В это время Володя вошел в комнату.
– Ну что, едем?
– Нет.
– Как ты смешон! – сказал Нехлюдов, – отчего ты не скажешь, что у тебя нет денег. Возьми мой билет, коли хочешь.
– А ты как же?
– Он поедет к кузинам в ложу, – сказал Дубков.
– Нет, я совсем не поеду.
– Отчего?
– Оттого, что, ты знаешь, я не люблю сидеть в ложе.
– Отчего?
– Не люблю, мне неловко.
– Опять старое! не понимаю, отчего тебе может быть неловко там, где все тебе очень рады. Это смешно, mon cher[37].
– Что ж делать, si e suis timide![38] Я уверен, ты в жизни своей никогда не краснел, а я всякую минуту, от малейших пустяков! – сказал он, краснея в это же время.

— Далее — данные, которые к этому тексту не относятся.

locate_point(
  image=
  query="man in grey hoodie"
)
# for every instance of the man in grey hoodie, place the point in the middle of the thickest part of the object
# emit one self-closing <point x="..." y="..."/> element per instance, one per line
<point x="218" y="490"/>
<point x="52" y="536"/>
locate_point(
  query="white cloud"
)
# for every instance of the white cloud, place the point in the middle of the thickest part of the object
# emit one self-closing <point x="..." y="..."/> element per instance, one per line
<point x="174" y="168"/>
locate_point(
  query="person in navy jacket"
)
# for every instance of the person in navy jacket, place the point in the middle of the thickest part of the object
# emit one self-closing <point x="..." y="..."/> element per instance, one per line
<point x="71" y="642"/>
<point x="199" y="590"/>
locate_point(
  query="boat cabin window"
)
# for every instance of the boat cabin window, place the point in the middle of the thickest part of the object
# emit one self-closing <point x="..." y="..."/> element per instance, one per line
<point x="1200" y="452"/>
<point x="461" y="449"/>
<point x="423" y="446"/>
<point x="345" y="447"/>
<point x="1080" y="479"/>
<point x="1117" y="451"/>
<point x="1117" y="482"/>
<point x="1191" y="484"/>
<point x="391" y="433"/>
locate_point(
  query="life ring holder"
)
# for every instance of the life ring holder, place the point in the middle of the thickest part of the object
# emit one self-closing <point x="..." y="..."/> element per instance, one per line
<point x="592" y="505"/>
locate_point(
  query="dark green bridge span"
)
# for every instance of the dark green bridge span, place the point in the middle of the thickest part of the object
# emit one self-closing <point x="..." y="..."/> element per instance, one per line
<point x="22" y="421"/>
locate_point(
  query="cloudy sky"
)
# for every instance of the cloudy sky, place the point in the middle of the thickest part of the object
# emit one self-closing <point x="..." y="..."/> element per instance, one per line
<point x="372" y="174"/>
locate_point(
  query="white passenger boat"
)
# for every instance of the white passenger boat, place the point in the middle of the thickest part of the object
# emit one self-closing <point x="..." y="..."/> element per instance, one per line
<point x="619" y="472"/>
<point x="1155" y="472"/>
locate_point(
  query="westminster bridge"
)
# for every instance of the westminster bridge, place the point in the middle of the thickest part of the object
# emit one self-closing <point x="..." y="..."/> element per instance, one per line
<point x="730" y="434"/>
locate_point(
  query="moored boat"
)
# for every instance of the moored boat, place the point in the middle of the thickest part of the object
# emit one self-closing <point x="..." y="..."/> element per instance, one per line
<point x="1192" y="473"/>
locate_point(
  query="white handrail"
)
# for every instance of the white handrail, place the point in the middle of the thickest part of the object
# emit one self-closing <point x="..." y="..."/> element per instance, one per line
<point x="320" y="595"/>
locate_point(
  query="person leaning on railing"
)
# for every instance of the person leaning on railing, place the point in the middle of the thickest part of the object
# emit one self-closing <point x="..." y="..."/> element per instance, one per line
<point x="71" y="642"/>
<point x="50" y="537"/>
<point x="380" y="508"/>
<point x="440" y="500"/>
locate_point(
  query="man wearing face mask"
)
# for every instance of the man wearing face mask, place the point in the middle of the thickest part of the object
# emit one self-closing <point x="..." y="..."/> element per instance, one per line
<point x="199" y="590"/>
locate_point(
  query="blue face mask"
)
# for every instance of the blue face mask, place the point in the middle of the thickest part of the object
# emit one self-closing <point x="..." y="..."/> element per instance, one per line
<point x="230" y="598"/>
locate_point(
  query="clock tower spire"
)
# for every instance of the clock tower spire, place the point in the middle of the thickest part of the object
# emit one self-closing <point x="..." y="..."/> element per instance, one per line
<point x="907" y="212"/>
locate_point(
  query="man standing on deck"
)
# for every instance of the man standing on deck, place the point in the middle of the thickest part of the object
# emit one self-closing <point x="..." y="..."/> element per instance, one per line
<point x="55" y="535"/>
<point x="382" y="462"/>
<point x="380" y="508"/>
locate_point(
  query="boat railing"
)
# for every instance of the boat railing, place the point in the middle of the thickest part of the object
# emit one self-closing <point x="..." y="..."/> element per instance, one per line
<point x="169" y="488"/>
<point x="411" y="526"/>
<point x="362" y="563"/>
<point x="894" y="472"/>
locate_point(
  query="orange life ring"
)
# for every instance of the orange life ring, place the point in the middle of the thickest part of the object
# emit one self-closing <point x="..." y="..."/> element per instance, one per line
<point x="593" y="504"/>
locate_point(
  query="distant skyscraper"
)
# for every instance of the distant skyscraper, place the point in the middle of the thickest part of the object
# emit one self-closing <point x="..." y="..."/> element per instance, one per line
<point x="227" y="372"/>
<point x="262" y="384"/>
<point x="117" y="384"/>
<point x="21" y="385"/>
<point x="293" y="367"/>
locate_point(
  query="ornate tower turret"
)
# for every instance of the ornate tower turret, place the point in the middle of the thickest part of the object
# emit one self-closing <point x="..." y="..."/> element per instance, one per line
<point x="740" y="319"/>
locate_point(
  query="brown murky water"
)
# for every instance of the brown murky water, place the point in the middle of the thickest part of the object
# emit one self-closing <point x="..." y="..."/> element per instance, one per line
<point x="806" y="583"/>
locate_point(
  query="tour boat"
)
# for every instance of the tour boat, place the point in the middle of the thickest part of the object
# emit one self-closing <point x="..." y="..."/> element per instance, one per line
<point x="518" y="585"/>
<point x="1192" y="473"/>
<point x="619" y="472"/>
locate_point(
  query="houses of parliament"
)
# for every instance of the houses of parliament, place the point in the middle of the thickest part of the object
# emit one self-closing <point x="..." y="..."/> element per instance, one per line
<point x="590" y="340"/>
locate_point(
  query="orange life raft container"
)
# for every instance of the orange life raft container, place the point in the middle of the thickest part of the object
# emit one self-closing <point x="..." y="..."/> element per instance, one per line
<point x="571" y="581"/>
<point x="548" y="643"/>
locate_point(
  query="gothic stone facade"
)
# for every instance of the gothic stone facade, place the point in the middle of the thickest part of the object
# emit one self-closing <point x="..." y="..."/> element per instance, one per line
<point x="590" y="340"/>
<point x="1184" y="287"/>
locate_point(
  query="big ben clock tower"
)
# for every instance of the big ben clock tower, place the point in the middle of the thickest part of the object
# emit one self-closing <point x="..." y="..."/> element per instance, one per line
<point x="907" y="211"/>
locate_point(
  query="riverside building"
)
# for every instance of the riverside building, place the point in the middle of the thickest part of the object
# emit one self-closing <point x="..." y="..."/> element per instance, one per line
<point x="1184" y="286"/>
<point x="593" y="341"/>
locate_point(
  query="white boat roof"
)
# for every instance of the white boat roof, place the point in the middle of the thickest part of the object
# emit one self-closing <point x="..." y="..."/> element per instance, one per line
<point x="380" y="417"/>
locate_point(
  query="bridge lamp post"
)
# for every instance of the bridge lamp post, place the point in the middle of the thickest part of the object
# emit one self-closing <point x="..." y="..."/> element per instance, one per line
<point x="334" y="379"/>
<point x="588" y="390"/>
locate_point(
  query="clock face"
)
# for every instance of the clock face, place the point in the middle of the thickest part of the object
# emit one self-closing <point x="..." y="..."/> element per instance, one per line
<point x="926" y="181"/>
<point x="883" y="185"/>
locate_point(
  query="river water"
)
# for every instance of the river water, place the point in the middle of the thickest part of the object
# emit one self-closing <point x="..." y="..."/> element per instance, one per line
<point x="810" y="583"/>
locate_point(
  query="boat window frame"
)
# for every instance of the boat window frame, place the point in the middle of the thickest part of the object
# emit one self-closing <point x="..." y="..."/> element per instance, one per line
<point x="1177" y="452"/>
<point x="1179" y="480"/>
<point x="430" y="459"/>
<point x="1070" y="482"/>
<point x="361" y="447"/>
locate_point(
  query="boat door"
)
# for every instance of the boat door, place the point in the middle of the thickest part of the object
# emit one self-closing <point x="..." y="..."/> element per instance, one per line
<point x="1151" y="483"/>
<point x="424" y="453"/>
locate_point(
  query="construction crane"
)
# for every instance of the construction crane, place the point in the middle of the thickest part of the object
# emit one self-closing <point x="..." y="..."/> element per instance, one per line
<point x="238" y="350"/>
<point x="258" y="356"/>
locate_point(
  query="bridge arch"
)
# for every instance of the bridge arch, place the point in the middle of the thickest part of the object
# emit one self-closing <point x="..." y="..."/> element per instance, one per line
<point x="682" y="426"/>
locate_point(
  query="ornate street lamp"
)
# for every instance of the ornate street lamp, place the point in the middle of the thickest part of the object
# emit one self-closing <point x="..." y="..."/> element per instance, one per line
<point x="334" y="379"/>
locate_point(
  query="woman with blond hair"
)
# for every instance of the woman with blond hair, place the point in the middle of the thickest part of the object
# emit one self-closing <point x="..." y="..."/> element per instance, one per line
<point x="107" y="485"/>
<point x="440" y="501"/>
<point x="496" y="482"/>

– Savez vous, d'où vient vorte timidité?.. d'un excès d'amour propre, mon cher[39], – сказал Дубков покровительственным тоном.
– Какой тут excès d'amour propre! – отвечал Нехлюдов, задетый за живое. – Напротив, я стыдлив оттого, что у меня слишком мало amour propre; мне все кажется, напротив, что со мной неприятно, скучно... от этого...
– Одевайся же, Володя! – сказал Дубков, схватывая его за плечи и снимая с него сюртук. – Игнат, одеваться барину!
– От этого со мной часто бывает... – продолжал Нехлюдов.
Но Дубков уже не слушал его. «Трала‑ла та‑ра‑ра‑ла‑ла», – запел он какой‑то мотив.
– Ты не отделался, – сказал Нехлюдов, – я тебе докажу, что стыдливость происходит совсем не от самолюбия.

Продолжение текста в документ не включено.